When the Peace Corps said that it would be the toughest job I ever loved, they were right. I expected to be challenged when I left for the remote island nation of Tonga, but I never expected the more painful struggle to readjust when I came home. That was the most difficult transition I have ever faced.
My first reaction was positive as I had missed hot showers, restaurants, family, and friends. I was soon overwhelmed with the overabundance of choices, the rampant materialism, the post 9/11 paranoia, and the Paris Hiltons. I went from being a national superstar in Tonga to relative anonymity. Few people wanted to hear my stories and no one seemed to understand them. Like my fellow Peace Corps returnees, I felt lost and lonely.

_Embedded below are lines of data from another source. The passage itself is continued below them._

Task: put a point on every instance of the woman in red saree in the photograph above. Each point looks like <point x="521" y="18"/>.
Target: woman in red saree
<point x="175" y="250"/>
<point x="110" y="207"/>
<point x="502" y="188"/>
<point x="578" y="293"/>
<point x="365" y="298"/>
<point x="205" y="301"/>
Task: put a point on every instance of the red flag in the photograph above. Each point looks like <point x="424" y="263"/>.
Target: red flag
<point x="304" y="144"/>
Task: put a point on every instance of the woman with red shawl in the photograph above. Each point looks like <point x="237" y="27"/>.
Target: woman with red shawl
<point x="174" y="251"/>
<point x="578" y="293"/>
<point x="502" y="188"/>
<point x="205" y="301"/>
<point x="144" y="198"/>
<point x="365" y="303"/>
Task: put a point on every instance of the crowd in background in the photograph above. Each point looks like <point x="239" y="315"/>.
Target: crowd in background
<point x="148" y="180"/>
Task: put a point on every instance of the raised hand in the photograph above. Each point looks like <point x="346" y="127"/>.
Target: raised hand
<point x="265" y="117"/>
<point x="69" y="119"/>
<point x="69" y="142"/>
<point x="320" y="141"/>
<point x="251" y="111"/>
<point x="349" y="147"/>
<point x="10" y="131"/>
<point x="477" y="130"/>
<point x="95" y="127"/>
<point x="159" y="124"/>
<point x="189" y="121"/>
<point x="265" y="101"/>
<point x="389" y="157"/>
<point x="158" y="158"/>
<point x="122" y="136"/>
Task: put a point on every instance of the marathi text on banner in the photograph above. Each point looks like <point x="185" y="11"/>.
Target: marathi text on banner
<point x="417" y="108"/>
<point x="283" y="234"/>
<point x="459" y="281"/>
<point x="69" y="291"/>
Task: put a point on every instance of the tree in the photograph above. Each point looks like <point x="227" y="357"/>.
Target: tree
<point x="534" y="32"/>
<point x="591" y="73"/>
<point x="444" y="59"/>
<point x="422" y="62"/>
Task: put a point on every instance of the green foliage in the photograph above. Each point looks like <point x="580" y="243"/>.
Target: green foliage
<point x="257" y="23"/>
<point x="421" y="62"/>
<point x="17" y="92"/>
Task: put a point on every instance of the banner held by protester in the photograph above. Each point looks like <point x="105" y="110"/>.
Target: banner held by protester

I handled this the way I handle everything in my life: by diving in head first. Against all recommendations, I joined a top consulting firm in a place I had never been to. The results were as predicted; my first few months at Accenture in Seattle were brutal. With the help of new friends and role models at the company, my bruised ego soon recovered and I realized that I was on an exciting new adventure.
Over time, I recognized that things weren’t as different as I had first imagined. I had just traded in my taovala and straw skirt tupenu for a suit and a tie. Instead of attending kava circles at night with the village elders, I was attending evening socials with the company partners. Instead of teaching New Zealand law and computing to students with little grasp of English, I was dealing with clients who had crazy deadlines and unrealistic expectations. While I had received power and responsibility as soon as I arrived in Tonga, it still took me three years to earn that respect, just as it has at Accenture.
My readjustment experience opened my eyes to my greatest strength – the ability to take risks and not be afraid of failure. I take advantage of opportunities regardless of how daunting they seem to be.